Sedang Trending 1 jam yang lalu
iPhone 16 dipamerkan setelah aktivitas "It's Glowtime" Apple di Cupertino, California, Senin (9/9/2024). Foto: Manuel Orbegozo/REUTERS

Harga iPhone 17, iPhone 16, dan iPhone 15 jenis basic (reguler) di Indonesia kembali naik setelah Apple memperkenalkan iPhone Duo secara dunia pada 9 September 2026. Kenaikannya berkisar Rp 1 juta hingga Rp 3,25 juta, dengan kenaikan terbesar terjadi pada iPhone 17 jenis penyimpanan 256 GB.

Apple mengambil langkah tak biasa setelah memperkenalkan smartphone baru iPhone 18 Pro dan iPhone 18 Pro Max, serta handphone (HP) lipat pertamanya, iPhone Duo. Alih-alih menurunkan nilai iPhone generasi sebelumnya, mereka justru meningkatkan nilai sejumlah iPhone lama.

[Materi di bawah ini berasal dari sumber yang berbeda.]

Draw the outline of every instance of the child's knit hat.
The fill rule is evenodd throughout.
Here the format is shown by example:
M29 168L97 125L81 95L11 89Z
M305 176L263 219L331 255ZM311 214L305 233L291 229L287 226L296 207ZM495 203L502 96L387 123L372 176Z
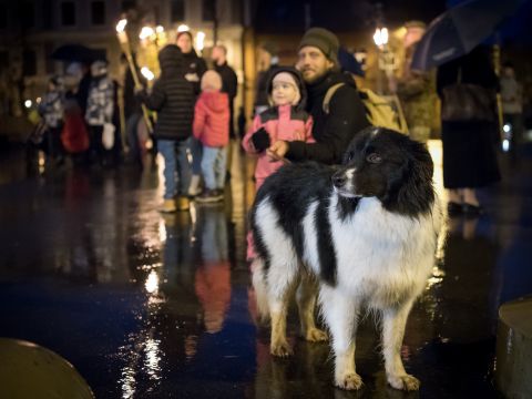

Kenaikan nilai iPhone keluaran tahun lampau juga terjadi di Indonesia, terutama iPhone jenis standar tiga generasi sebelumnya. Berikut daftar nilai terbaru iPhone 17, iPhone 16, dan iPhone 15 jenis basic di Indonesia, berasas pantauan kumparan di situs Apple Authorized Reseller per 14 September 2026:

iPhone 17

  • 256 GB: Rp 20.499.000 (sebelumnya Rp 17.249.000)

  • 512 GB: Rp 24.499.000 (sebelumnya Rp 21.999.000)

iPhone 16

  • 128 GB: Rp 17.999.000 (sebelumnya Rp 15.499.000)

  • 256 GB: Rp 18.499.000 (sebelumnya Rp 17.499.000)

  • 512 GB: Rp 23.499.000 (sebelumnya Rp 20.999.000)

iPhone 15

  • 128 GB: Rp 15.499.000 (sebelumnya Rp 12.999.000)

  • 256 GB: Rp 17.499.000 (sebelumnya Rp 15.249.000)

  • 512 GB: Rp 21.499.000 (sebelumnya Rp 18.499.000)

Pengunjung mencoba Apple iPhone 15 baru, dengan pengisi daya USB-C pesanan UE, ditampilkan di antara produk baru lainnya saat aktivitas peluncuran di Apple Park di Cupertino, California, Selasa (12/9/2023). Foto: Nic Coury / AFP

Harga Chip Memori Naik, Harga iPhone Ikutan Naik

Salah satu aspek nan menjadi perhatian dalam strategi nilai Apple adalah meningkatnya biaya komponen, terutama chip memori dan penyimpanan.

Permintaan terhadap memori dan storage meningkat seiring dengan ekspansi industri kepintaran buatan (AI) dan pembangunan info center. Perusahaan teknologi dan penyedia jasa cloud memerlukan kapabilitas memori serta penyimpanan dalam jumlah besar untuk mendukung pengoperasian dan pengembangan prasarana AI.

Kondisi tersebut berpotensi memberikan tekanan tambahan terhadap rantai pasok industri elektronik, termasuk produsen perangkat konsumen seperti Apple.